Bütün bunların hepsi bir tarafa halk, var olan sorunların altında ezilmeye başladı. Türkiye’nin bu şekliyle yönetilemeyeceği gerçeğini artık sokaktaki vatandaş da görüyor. Bir de şu var, Saray’da yaşayanların bütün bu sorunlardan haberleri hem var hem yok. Çünkü bu sorunları vatandaşın gözünden kaçırmak istiyorlar. Başka gündem maddeleri yaratarak 'Biz bu sorunları nasıl öteleyebiliriz' arayışı içindeler. Bununla ilgili gündem değiştirmek istiyorlar, medyaları bu şekilde yayınlar yapıyor. Ama sonuçta vatandaş, sofrasında ekmeğin azaldığını görüyor.
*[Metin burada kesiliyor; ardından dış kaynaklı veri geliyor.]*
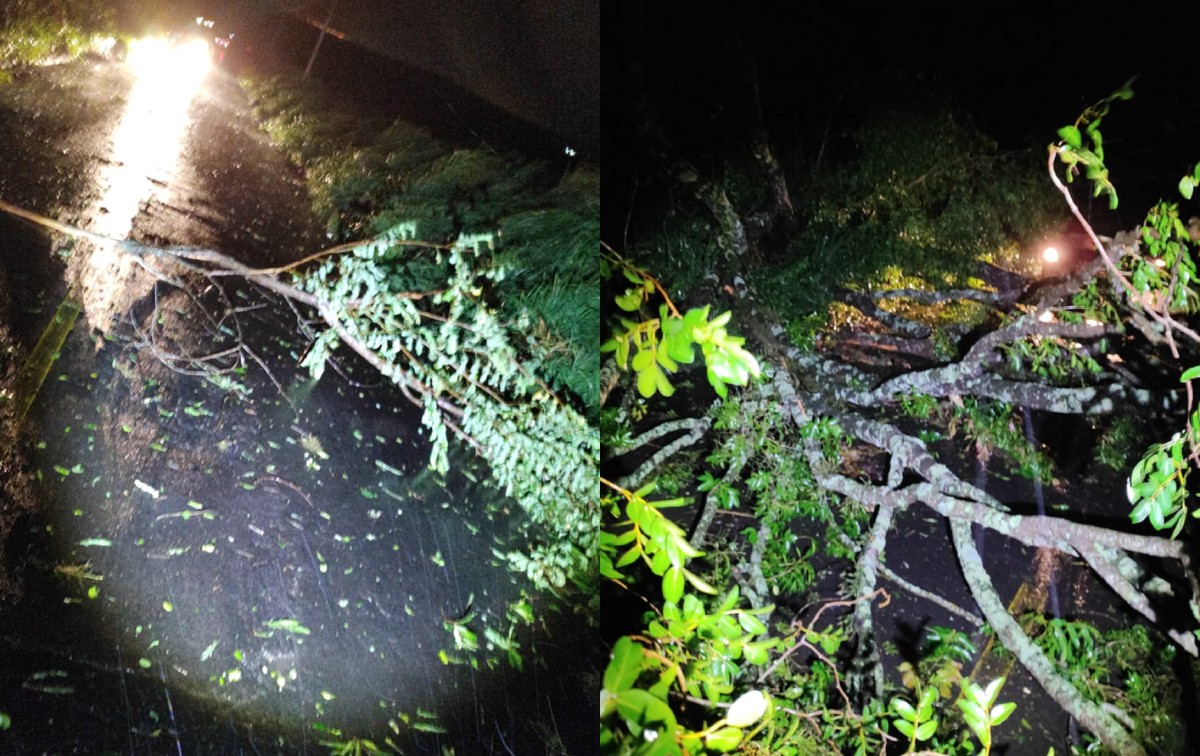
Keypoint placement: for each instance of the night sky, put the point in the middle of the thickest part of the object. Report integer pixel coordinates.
(1020, 75)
"ERKEN SEÇİM TALEBİ SİYASİLERDEN DEĞİL VATANDAŞTAN GELİYOR"
Bu tabloyla bunlar yönetemezler. Yönetilemediğini artık herkes görüyor. Doğal olarak vatandaş 'Yönetemiyorsunuz, Bizim sorunlarımıza kapalısınız' diyor. Saray’da ailecek oturuyorlar, lale devri yaşıyorlar, bunların hiçbir sorunu yok aslında. Erken seçim talebi siyasilerden çok vatandaşlardan geliyor. Bu talep dipten gelen bir dalga gibi Saray’ın da karşısına çıkacak. Saray ülkeyi yönetemediğini görecek ve zorunlu olarak erken seçime gitme ihtimali çok yüksek.
"RÜŞVETÇİ BÜYÜKELÇİ OLDU"
Türkiye yönetilmiyor, Türkiye savruluyor. Rüşvetçiler büyükelçi tayin edildi. Sonra da dünyadan saygı bekliyorsunuz. Çikolata kutusu içerisinde rüşvet alan adamı büyükelçi atadığınızda o ülkedeki yöneticiler, yazarlar, çizerler dalga geçmeyecek mi? 'Bir rüşvetçi geldi bizim ülkemize' diyecekler... Birikimli insanı değil sadakat olarak kendilerine bağlı insanları seçtiler ve ülke bu hale geldi.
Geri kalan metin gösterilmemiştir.